As for what would happen to the small 24GB SSD, I really don't know, because it depends on the laptop and the SSD + HDD configuration. In most cases those are built-in SSDs, which can't be removed from the mobo, but are still nonetheless separate drives (no matter how small they are) and can be used as separate drives. However if this is an SSHD, it is definitely a single device having both SSD and HDD part. But in order for you to get more accurate information, I'd advise you to get in touch with the laptop manufacturer's customer support and ask about that. I'd be interested to learn what you find out.

Hope that helps. Please let me know how it goes.
Boogieman_WD
 
Yes, a pure SSD replacement would help a great deal.
24gb is not enough to hold what you regularly need so the back end hard drive will be what you access . Laptop hard drives are notoriously slow, being optimized for battery run time.
Samsung has a nice ssd migration aid to do the job.
 

adsada

Commendable
Oct 3, 2016
11
0
1,510
Thanks all for your replies, definitely will replace the HDD, just wait a while for some good SSD offers to come up :)

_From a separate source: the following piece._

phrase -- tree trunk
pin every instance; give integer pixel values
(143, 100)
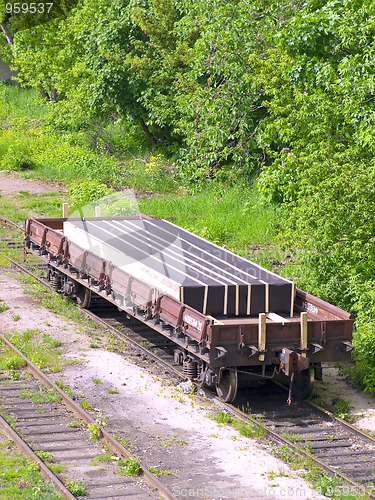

I watched this disassembly of my laptop, and it seems that you can remove the small SDD, maybe a stupid question (I have no idea) but is this miniature size available in larger sizes, so then I could replace this with a bigger one, install windows on that and still have my HDD? Doubtful but interested to know!

cheers

https://www.youtube.com/watch?v=nyHZr5BO280
 
This looks like it could be an mSATA SSD and if this is the case, you should be able to find one with larger capacity. However I'd really recommend that you get in touch with the laptop manufacturer's customer support and ask for recommended replacements and what's the exact type and form factor of the SSD, just to be on the safe side.